A travers l’enquête menée pour alimenter le document repère remis à la ministre déléguée en charge de l’autonomie, il a été amené à traiter des questions au cœur de la responsabilité des directeurs et cadres. Alliant rigueur des concepts et précision des témoignages, F GZIL a bouleversé l’assistance.
Il mentionne en premier 3 épreuves générées pour eux par la crise sanitaire :
- La nécessite de prendre des mesures à rebours de la culture d’accompagnement habituelle
- L’obligation d’endosser une responsabilité de santé publique (une responsabilité « de masse »)
- La confrontation à des scandales moraux, tels que le décret du 1er avril 2020 sur les opérations funéraires
Il souligne ensuite 3 priorités assumées collectivement :
- La vie et la santé des populations avant l’économie
- Le principe d’égalité et de non-abandon, contre le tri, contre l’âgisme.
- L’introduction des meilleures connaissances disponibles pour des décisions rapides (au détriment du choix collégial et de la démocratie sanitaire).

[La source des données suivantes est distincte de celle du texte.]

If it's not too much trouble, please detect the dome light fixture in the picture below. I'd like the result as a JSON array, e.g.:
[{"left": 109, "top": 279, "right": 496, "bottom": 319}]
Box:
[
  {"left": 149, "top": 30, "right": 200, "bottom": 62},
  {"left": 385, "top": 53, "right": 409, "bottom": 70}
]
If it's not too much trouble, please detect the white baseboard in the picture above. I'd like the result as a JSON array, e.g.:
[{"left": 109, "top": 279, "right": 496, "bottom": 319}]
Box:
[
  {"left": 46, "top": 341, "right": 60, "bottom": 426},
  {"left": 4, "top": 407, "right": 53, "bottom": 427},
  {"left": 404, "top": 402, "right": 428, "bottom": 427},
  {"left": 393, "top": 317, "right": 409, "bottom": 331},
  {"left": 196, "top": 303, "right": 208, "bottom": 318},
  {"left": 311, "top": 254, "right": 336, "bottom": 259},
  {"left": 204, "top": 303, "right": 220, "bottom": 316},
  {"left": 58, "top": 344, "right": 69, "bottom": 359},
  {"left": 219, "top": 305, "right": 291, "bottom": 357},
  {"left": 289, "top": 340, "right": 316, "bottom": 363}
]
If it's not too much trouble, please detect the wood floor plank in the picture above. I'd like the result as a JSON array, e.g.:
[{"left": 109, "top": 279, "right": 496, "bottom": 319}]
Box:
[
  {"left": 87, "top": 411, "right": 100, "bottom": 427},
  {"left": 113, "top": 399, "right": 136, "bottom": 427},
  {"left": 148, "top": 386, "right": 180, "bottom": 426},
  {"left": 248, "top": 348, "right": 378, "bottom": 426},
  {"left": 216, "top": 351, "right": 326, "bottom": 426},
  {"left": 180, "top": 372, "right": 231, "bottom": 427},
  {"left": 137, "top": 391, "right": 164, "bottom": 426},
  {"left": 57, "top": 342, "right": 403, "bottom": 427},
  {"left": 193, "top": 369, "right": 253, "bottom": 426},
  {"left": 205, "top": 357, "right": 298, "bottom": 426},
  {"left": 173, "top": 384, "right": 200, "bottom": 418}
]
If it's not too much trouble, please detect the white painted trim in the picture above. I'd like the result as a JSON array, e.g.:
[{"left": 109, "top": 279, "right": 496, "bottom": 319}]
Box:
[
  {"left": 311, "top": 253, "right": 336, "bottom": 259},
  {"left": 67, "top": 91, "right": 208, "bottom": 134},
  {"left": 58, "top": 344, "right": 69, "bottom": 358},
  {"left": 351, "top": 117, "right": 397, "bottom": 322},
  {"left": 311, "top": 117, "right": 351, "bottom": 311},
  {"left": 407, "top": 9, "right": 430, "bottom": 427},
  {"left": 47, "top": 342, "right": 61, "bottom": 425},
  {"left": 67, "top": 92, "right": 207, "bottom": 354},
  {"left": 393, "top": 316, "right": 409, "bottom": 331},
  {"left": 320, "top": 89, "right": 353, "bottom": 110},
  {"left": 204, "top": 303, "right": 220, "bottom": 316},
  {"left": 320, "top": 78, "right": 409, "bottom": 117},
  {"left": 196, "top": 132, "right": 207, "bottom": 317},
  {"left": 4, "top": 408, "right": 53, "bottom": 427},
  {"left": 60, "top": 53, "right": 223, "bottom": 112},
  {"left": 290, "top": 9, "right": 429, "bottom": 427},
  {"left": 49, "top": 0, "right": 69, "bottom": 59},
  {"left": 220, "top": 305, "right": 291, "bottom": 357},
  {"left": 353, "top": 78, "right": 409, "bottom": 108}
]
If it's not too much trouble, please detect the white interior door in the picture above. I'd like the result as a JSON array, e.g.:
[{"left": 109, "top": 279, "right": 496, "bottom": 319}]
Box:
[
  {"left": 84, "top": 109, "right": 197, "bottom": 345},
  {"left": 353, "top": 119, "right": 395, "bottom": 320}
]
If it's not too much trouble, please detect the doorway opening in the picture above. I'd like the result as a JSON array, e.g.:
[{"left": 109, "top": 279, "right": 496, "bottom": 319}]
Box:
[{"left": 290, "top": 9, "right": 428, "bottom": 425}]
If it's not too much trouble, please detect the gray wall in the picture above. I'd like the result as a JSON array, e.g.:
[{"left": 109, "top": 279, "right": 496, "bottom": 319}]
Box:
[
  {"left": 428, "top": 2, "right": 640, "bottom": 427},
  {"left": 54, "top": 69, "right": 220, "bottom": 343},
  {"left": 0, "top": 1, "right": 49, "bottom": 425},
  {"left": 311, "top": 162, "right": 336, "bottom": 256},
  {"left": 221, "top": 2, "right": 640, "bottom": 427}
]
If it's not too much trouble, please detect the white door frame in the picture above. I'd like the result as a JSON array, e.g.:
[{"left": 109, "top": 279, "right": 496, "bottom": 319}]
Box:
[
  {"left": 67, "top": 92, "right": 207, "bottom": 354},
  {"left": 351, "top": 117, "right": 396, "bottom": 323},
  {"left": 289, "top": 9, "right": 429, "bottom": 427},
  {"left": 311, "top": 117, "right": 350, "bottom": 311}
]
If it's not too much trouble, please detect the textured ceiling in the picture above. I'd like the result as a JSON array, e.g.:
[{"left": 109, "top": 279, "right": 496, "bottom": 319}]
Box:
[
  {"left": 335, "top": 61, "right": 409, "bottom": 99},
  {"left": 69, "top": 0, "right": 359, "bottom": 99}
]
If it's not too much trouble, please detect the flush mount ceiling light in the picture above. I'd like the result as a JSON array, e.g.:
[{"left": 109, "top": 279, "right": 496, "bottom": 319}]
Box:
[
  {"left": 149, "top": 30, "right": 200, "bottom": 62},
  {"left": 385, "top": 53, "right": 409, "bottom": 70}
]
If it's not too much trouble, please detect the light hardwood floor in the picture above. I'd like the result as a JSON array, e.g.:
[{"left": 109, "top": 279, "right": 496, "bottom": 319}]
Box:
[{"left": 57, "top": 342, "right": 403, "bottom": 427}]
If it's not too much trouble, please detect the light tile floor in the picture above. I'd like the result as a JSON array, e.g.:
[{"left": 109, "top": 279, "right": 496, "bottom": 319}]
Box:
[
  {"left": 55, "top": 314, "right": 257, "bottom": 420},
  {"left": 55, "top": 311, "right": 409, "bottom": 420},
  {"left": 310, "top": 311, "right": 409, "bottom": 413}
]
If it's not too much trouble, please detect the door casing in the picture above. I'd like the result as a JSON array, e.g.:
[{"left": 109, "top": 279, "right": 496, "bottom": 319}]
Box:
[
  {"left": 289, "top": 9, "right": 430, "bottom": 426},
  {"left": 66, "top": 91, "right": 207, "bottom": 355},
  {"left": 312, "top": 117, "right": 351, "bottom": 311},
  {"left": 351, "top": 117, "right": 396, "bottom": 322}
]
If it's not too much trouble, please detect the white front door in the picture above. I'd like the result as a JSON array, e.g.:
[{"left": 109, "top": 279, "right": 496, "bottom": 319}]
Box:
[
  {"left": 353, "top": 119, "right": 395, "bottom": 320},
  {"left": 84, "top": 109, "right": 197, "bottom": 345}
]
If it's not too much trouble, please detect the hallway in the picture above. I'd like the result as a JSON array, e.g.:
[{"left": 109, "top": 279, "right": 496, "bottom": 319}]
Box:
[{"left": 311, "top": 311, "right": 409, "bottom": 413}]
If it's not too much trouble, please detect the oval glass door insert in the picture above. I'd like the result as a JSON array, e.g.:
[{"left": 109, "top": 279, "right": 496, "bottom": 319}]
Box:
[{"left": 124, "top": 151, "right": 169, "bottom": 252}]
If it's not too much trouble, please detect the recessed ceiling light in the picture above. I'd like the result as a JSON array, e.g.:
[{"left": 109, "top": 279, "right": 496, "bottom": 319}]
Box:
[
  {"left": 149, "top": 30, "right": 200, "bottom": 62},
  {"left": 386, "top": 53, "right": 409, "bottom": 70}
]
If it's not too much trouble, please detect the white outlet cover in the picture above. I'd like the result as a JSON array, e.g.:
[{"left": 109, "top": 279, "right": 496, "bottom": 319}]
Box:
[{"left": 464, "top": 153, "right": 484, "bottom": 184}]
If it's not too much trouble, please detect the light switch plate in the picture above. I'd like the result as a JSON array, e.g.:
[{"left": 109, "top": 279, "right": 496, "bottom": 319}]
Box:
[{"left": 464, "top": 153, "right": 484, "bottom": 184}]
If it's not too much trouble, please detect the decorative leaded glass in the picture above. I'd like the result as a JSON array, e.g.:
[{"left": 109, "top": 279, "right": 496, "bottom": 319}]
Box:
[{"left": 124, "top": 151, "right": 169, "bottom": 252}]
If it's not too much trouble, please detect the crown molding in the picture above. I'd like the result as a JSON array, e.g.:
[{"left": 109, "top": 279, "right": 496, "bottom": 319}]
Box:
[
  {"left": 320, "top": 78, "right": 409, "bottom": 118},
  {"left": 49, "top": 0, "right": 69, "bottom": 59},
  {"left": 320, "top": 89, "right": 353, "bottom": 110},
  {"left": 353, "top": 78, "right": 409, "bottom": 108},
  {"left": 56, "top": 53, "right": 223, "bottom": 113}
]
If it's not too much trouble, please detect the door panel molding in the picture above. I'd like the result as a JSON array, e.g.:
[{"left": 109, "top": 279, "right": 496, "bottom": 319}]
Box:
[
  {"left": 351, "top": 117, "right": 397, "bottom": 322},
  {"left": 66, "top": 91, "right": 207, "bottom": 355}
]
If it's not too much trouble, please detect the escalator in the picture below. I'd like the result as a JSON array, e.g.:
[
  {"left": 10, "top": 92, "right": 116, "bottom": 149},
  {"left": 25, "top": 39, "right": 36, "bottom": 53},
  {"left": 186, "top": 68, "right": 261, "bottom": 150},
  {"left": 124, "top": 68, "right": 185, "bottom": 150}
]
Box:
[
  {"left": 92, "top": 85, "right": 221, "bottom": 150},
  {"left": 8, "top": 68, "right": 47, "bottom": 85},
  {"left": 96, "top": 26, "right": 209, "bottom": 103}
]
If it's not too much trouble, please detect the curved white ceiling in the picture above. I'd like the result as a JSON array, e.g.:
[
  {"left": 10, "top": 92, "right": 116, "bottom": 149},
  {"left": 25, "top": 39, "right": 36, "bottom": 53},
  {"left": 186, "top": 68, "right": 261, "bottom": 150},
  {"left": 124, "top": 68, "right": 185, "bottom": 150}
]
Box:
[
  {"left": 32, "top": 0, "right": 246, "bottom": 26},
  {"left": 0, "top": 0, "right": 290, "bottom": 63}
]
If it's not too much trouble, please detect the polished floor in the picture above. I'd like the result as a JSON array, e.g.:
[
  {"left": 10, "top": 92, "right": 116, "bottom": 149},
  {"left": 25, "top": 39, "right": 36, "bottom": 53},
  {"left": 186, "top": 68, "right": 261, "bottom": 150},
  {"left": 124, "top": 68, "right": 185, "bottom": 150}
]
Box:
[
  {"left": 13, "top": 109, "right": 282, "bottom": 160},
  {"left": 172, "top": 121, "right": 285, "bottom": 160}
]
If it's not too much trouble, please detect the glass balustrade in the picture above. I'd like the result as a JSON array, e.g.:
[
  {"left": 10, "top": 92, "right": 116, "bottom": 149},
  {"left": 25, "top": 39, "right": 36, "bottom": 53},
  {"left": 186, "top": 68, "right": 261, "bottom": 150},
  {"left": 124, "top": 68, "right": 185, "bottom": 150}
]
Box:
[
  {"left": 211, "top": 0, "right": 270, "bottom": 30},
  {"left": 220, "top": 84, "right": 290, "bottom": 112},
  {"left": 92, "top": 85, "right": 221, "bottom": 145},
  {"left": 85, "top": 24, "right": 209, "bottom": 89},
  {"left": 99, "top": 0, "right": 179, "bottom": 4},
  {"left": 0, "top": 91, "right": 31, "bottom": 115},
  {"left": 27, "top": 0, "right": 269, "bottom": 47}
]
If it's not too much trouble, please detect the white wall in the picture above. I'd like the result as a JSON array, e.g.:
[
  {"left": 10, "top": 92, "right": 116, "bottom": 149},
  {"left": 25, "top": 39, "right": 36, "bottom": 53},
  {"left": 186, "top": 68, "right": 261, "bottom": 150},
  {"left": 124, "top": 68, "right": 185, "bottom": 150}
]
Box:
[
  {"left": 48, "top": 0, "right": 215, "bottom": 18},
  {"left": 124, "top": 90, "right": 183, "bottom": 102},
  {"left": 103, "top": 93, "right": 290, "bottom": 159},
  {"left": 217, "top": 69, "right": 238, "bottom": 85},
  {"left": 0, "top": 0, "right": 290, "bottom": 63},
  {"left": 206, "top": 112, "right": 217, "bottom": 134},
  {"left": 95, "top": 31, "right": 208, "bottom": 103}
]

Sans se limiter au point de vue des professionnels, mais en l’élargissant aux patients, aux familles, Fabrice GZIL expose toute la gradation qui est allée de « l’inconfort éthique », préexistant, à la souffrance éthique, au long de la crise, pour finalement nous appeler à tirer 3 leçons :
Une prise de conscience de notre nature d’êtres relationnels plus qu’isolés : dépendance à l’attitude des autres, aux autres métiers, aux relations humaines, au contact physique.
L’idée que la dialectique liberté sécurité ne serait pas une question de curseur, car chaque liberté implique de rechercher ses conditions d’exercice le plus sûr possible.
La conscience que le champ du soin va au-delà du soin clinique, en particulier avec cette transgression majeure qu’a constitué le décret d’avril 2020.
Le débat a ensuite porté sur les questions de soft law (les MARS et les FAQ), sur les questions de mémoire dans notre société oublieuse, sur la dimension de peur, mais aussi sur la restauration du sens, du partage et de la considération.